A full sample configuration is available in this directory as record-conv.xml. Using this configuration, you could perform an active conversion of a MARCXML file using the yaz-record-conv utility like so:

yaz-record-conv record-conv.xml test/data/marc.xml

The rdf-lookup conversion support was first introduced in YAZ v5.19.0. YAZ 5.20.0 provided a significant performance improvement for HEAD requests, so using that version or higher is highly recommended.

Metaproxy integration

Both the static and active conversions can be easily integrated into Index Data's Metaproxy metasearch gateway software as a record output format. A sample filter configuration is in the metaproxy directory. With this filter configuration, an SRU request to the server like http://metaproxy.mylibrary.org/?version=1.1&operation=searchRetrieve&query=rec.id%3D13600108&recordSchema=bibframe2&startRecord=1&maximumRecords=1 would retrieve and display the requested record converted into BIBFRAME triples in RDF/XML format. The install-filters.sh script in that directory would deploy the filters into a running Metaproxy configuration.

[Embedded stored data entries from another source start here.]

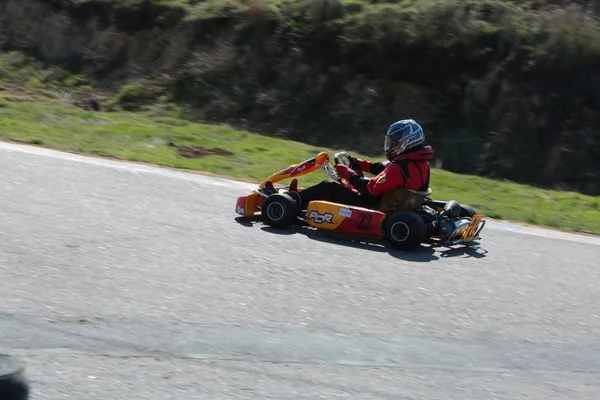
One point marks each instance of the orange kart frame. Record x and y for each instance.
(403, 230)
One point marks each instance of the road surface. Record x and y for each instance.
(124, 281)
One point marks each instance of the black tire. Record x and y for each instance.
(405, 230)
(467, 211)
(14, 385)
(279, 211)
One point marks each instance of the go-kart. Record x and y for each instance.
(420, 220)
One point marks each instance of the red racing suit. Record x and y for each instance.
(410, 170)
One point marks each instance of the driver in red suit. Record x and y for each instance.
(408, 167)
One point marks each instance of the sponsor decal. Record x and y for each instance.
(344, 212)
(320, 218)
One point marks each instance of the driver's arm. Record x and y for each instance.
(367, 166)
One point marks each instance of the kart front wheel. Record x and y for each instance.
(405, 230)
(279, 210)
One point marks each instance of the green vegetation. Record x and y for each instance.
(511, 83)
(158, 139)
(504, 89)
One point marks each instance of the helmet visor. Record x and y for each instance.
(387, 144)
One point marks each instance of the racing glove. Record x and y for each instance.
(374, 168)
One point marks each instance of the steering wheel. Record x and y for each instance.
(343, 158)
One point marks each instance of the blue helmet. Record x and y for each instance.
(402, 136)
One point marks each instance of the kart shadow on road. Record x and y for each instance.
(425, 253)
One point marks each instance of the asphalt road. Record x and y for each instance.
(122, 281)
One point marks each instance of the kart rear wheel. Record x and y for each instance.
(279, 210)
(405, 230)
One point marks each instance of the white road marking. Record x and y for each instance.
(217, 181)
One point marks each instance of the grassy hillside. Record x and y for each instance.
(505, 89)
(165, 140)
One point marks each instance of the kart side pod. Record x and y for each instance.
(346, 219)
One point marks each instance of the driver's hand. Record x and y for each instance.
(344, 171)
(354, 163)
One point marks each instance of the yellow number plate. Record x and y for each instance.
(469, 234)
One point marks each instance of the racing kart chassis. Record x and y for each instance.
(427, 221)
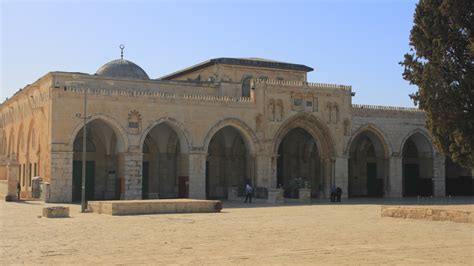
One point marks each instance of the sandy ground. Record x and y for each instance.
(351, 233)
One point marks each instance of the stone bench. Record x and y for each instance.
(427, 213)
(155, 206)
(56, 212)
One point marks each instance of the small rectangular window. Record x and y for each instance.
(297, 102)
(133, 124)
(23, 174)
(30, 172)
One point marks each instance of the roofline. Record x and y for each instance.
(239, 62)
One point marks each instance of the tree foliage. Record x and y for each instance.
(440, 63)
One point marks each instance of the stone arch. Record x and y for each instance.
(247, 133)
(368, 151)
(11, 143)
(183, 134)
(377, 132)
(317, 129)
(122, 138)
(417, 153)
(429, 144)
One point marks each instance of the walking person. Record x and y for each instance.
(333, 194)
(18, 189)
(248, 193)
(338, 194)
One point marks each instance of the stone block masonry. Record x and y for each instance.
(427, 213)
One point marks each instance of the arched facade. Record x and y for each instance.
(417, 164)
(103, 148)
(368, 152)
(206, 131)
(230, 147)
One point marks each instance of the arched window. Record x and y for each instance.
(246, 86)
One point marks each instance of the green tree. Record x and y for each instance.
(440, 63)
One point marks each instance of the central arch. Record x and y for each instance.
(230, 162)
(164, 145)
(417, 164)
(368, 163)
(103, 146)
(304, 148)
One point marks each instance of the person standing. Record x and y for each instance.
(248, 193)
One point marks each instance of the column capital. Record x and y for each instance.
(197, 153)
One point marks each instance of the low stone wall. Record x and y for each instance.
(3, 188)
(8, 190)
(137, 207)
(428, 213)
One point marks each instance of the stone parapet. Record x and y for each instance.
(147, 93)
(297, 83)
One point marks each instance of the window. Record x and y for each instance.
(297, 102)
(246, 87)
(133, 124)
(23, 174)
(90, 146)
(29, 174)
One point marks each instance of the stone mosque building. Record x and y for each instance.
(206, 130)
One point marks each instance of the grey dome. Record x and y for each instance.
(122, 68)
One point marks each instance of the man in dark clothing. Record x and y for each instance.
(18, 189)
(248, 193)
(333, 194)
(338, 194)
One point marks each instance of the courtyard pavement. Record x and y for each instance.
(318, 233)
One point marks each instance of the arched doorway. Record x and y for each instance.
(299, 160)
(102, 177)
(162, 164)
(417, 164)
(367, 166)
(227, 163)
(459, 181)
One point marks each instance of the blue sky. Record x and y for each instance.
(356, 43)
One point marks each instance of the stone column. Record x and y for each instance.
(12, 177)
(341, 174)
(197, 175)
(439, 176)
(130, 174)
(61, 176)
(395, 180)
(263, 171)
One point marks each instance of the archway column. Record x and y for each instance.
(130, 173)
(266, 170)
(341, 175)
(395, 185)
(61, 176)
(12, 178)
(197, 174)
(439, 176)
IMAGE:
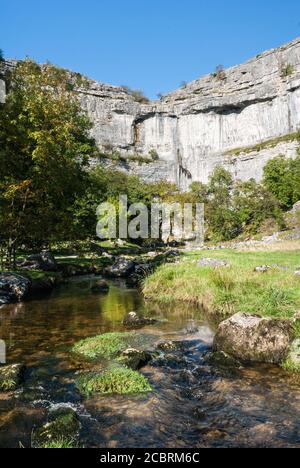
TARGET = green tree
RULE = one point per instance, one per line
(44, 148)
(254, 205)
(278, 180)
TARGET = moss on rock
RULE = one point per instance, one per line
(108, 345)
(116, 380)
(292, 363)
(61, 432)
(11, 377)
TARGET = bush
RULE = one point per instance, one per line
(282, 179)
(287, 70)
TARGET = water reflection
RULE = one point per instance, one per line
(193, 404)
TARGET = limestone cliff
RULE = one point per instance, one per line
(240, 118)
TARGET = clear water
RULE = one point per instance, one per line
(193, 403)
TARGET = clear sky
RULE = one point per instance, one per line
(151, 45)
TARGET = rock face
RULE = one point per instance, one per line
(234, 120)
(251, 338)
(239, 118)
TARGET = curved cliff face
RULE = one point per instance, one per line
(240, 118)
(234, 118)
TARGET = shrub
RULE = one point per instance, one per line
(287, 70)
(219, 73)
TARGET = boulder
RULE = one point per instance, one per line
(213, 262)
(44, 261)
(63, 426)
(134, 358)
(133, 320)
(122, 268)
(100, 286)
(251, 338)
(13, 287)
(11, 377)
(292, 362)
(171, 346)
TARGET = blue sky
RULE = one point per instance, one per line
(151, 45)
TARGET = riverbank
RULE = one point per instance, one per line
(225, 282)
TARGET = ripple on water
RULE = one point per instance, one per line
(193, 403)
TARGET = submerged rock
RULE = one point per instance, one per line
(100, 286)
(11, 377)
(251, 338)
(133, 320)
(212, 262)
(114, 381)
(42, 286)
(13, 287)
(63, 429)
(134, 358)
(171, 346)
(122, 268)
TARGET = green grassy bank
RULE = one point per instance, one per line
(225, 290)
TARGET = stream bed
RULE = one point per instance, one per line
(194, 403)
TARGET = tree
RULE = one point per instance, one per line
(254, 204)
(278, 180)
(44, 148)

In addition, we have provided a Vagrantfile and Ansible playbook to build a local Metaproxy VM using VirtualBox for testing, available in the deploy directory.

Known issues

  • Dealing with punctuation embedded in cataloged bibliographic records is an inexact science. The specifications address this issue very minimally. Some attempt has been made to do a reasonable amount of punctuation handling. In general, for rdfs:label elements, punctuation is left in place as it is found in the source record. For other data elements, an attempt is made to strip end punctuation where appropriate.

  • The handling of alternative scripts through the MARC subfield 6 and data field 880 is done by processing 880 tags as if they were the source tag - so a data field like:

    <datafield ind1="0" ind2=" " tag="880">
      <subfield code="6">130-01/(3</subfield>
      <subfield code="a">ملحمة دانيال</subfield>
    </datafield>

    Is processed as though it was a MARC data field 130. No attempt is made to link the subfield 6 of the source tag with the appropriate 880.

  • bf:hasItem properties and bf:Item elements can be created by several MARC data fields. It is not always clear whether the data fields in the record refer to the same item, or to different items held by different institutions. This will likely result in the creation of separate bf:Item elements that need to be collapsed.

Repository contents

  • dataset - sample records for exercising conversion
  • metaproxy - sample Metaproxy configuration for static and active conversion
  • spec - the current specifications of the conversion. These are mostly published on the [BIBFRAME website|http://www.loc.gov/bibframe/mtbf/], but the versions in the conversion may be ahead of the published versions.
  • test - Unit tests for the XSpec testing framework, and test data
  • xsl - XSLT 1.0 stylesheets for transformation, configuration in xsl/conf

Dependencies

License

As a work of the United States government, this project is in the public domain within the United States.

Additionally, we waive copyright and related rights in the work worldwide through the CC0 1.0 Universal public domain dedication.

Legal Code (read the full text).

You can copy, modify, distribute and perform the work, even for commercial purposes, all without asking permission.